My approach is to solve the hitting probability $h_i := \mathrm{P}_i(\text{hit}\ 0)$. I try to solve $h_i\ (i=0,1,2,\dots)$ in the following equations :
$h_0 = 1$
$h_i = p_0 h_{i-1}+p_1 h_i+p_2h_{i+1}+\dots \quad(i=1,2,3,\dots)$
In order to solve the equations, I treated them like recurrence equations and get the characteristic equation:
$x = p_0+p_1 x+p_2 x^2+\dots=: A(x)$
It is clear that $A(0)=p_0, A(1) = 1, A'(1)=\mu$, and $A(x)$ is monotonically increasing in [0,1]. So when $\mu=1$, $x$ and $A(x)$ intersects at $x=1$. When $\mu\neq 1$, then $x$ and $A(x)$ has two intersection points. Let's say their x-coordinates are 1 and $\lambda$, respectively.

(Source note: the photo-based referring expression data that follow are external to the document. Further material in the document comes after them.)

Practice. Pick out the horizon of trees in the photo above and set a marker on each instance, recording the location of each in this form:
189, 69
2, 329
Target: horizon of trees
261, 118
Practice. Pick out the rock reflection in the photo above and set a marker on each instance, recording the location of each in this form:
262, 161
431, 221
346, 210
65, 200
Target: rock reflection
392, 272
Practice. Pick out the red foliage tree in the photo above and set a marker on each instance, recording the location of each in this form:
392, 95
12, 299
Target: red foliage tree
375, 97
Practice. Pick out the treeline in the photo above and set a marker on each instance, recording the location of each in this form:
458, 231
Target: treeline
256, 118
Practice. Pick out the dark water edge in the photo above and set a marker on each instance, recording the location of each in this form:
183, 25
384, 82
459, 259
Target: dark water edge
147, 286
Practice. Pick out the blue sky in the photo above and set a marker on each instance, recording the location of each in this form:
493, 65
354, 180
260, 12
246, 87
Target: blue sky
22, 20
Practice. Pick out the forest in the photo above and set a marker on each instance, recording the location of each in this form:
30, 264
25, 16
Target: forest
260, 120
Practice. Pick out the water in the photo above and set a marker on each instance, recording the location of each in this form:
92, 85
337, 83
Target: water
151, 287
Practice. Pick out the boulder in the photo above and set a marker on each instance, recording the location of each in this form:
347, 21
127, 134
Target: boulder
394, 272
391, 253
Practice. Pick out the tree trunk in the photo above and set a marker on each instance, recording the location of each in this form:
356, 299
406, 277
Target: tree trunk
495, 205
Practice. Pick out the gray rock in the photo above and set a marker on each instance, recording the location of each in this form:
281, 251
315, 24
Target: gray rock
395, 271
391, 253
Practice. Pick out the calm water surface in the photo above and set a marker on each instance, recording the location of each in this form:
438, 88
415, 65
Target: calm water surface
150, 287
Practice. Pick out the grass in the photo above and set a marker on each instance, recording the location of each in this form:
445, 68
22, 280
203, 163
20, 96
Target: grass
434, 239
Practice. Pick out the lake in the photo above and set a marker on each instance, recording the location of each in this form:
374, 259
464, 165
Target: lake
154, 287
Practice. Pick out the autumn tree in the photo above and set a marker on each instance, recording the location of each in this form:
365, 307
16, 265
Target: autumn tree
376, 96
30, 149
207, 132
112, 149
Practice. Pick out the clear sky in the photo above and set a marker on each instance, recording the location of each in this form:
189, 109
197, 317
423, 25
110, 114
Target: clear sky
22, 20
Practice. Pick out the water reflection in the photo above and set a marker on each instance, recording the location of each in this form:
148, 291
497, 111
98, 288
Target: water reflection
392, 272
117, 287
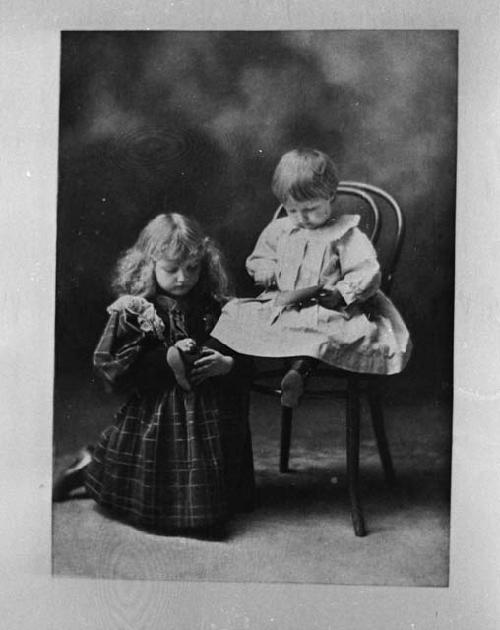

Case 1: $\mu< 1$. Then $\lambda > 1$, $h_i = A+B\lambda^i$, $A$ and $B$ are some constants. Because $0\le h_i\le 1$ and $h_i$ is the minimal solution of the above equations, we have $A=1$, $B=0$, $h_i=1$ for all i, which implies recurrence.
Case 2: $\mu=1$. Then $h_i = A+Bi$, we also have $A=1$, $B=0$, $h_i=1$ for all i, which implies recurrence.
Case 3: $\mu> 1$. Then $\lambda <1$, $h_i = A+B\lambda^i$, $A$ and $B$ are some constants. Because $0\le h_i\le 1$ and $h_i$ is the minimal solution of the above equations, we have $A=0$, $B=1$, $h_i<1$ for all $i>0$, which implies transience.
To sum up, $P$ is recurrent iff $\mu\le1$.
My question is: is it valid to treat such equations like recurrence equations and use the characteristic equation to deduce the solution? I know it works when $A(x)$ only has a finite number of terms, but when it contains an infinite number of terms, I'm not sure. And if it doesn't work, how do I solve the original problem?